Early this semester, the organizers invited 68 eighth graders, and 43 accepted. Across campus, about 30 high school students volunteered for the new program, which includes club members from Ladies Leading Tomorrow, the PEARL Academy, and Leading Latinas. “This brings all the groups together as sisters,” said Marisol Valles, community liaison at BSHS and adviser of the Latinas club. For her part, senior Rhiona Marshall wants to ensure the younger girls stay focused on their goals. “I get to provide insights on being a girl through high school. I hope to be that person they look up to,” Rhiona said. “We’re starting to form bonds, and eventually we’ll get our own little sisters.”

After the video, the collective mood brightened as students shared out positive qualities #LikeAGirl such as “successful.” (Photo from FCPS)

In late February, all the students huddled in small groups to brainstorm “like a girl” and jotted highly charged words and phrases on Post-It notes – words like “soft,” “not good enough,” and “fake.” Then they watched a short video called “Rewrite the Rules” that prompted the 180.

The atmosphere in the BSMS cafeteria changed dramatically as the students described how the video made them feel and shared out upbeat phrases like “nothing to be ashamed of” and “keep doing ‘me.’” Now their colorful signs featured words like fierce, bold, accomplished, and unstoppable – all with the hashtag #LikeAGirl. After this simple activity, their confidence rose and smiles abounded as the girls took turns snapping photos with their new mottos.

“It was a good way for the girls to freely express themselves, and there was no pressure,” said 13-year-old Michelle Moore, who led the pledge circle to close the meeting. “It might take time to open up, but with the leaders and the high school girls with us, I definitely think the girls will start opening up more with anything they have questions on,” she added. “It’s an extra support system.”
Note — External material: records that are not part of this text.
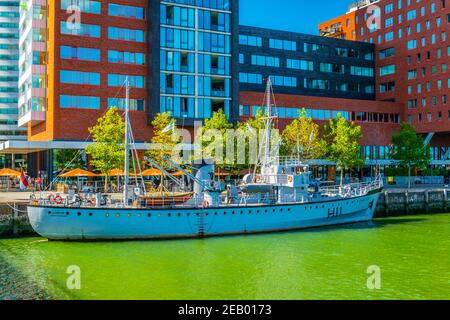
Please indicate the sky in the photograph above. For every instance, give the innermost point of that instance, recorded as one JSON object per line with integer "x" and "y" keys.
{"x": 291, "y": 15}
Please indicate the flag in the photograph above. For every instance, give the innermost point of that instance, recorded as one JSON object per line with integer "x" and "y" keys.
{"x": 170, "y": 127}
{"x": 23, "y": 179}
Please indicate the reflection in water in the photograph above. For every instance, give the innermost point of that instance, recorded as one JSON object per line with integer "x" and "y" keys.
{"x": 328, "y": 263}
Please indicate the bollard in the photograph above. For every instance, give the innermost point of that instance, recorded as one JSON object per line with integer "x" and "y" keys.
{"x": 445, "y": 201}
{"x": 15, "y": 221}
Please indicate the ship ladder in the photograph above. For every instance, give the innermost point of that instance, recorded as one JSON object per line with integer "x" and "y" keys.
{"x": 201, "y": 224}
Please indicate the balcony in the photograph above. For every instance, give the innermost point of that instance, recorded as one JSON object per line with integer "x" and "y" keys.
{"x": 31, "y": 116}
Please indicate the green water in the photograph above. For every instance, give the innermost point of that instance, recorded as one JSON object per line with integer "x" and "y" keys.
{"x": 413, "y": 254}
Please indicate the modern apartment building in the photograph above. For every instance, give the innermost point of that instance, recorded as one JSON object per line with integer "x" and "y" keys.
{"x": 412, "y": 55}
{"x": 189, "y": 57}
{"x": 9, "y": 75}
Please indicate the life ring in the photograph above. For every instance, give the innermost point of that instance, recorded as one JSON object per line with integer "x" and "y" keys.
{"x": 58, "y": 199}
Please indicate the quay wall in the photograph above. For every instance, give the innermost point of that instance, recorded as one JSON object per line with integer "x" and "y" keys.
{"x": 393, "y": 202}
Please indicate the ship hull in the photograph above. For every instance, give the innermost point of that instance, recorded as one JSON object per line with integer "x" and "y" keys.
{"x": 68, "y": 223}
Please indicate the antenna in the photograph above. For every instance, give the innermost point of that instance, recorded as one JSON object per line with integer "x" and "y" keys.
{"x": 127, "y": 156}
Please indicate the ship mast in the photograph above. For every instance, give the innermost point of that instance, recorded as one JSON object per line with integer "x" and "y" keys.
{"x": 127, "y": 147}
{"x": 268, "y": 125}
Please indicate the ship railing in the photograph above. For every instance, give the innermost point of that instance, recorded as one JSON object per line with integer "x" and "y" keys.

Students made colorful signs for their new mottos and took turns snapping photos. (Photo from FCPS)

Hostler had heard about the SisterKeeper model at a training last summer and brought it to Bryan Station. In the kickoff session, the older teenagers talked about the importance of a positive self-image, and all the students made valentines for nursing home residents on the North side.

“We’re sampling it and seeing how it works for our school,” said Whitney Young, the Youth Services Center coordinator. “We’re going week by week because we want to see how the girls build rapport before we get really, really deep with social media and personal relationships.”

Plans are for SisterKeeper to meet twice a month on Friday mornings.

“Our program focuses on building leaders and providing students with opportunities to lead and learn how to develop healthy relationships with peers,” Young explained. “We’re trying to really empower them to be strong young women. They’re learning by watching a peer, especially someone they look up to. We hope it promotes student success in and out of the classroom.”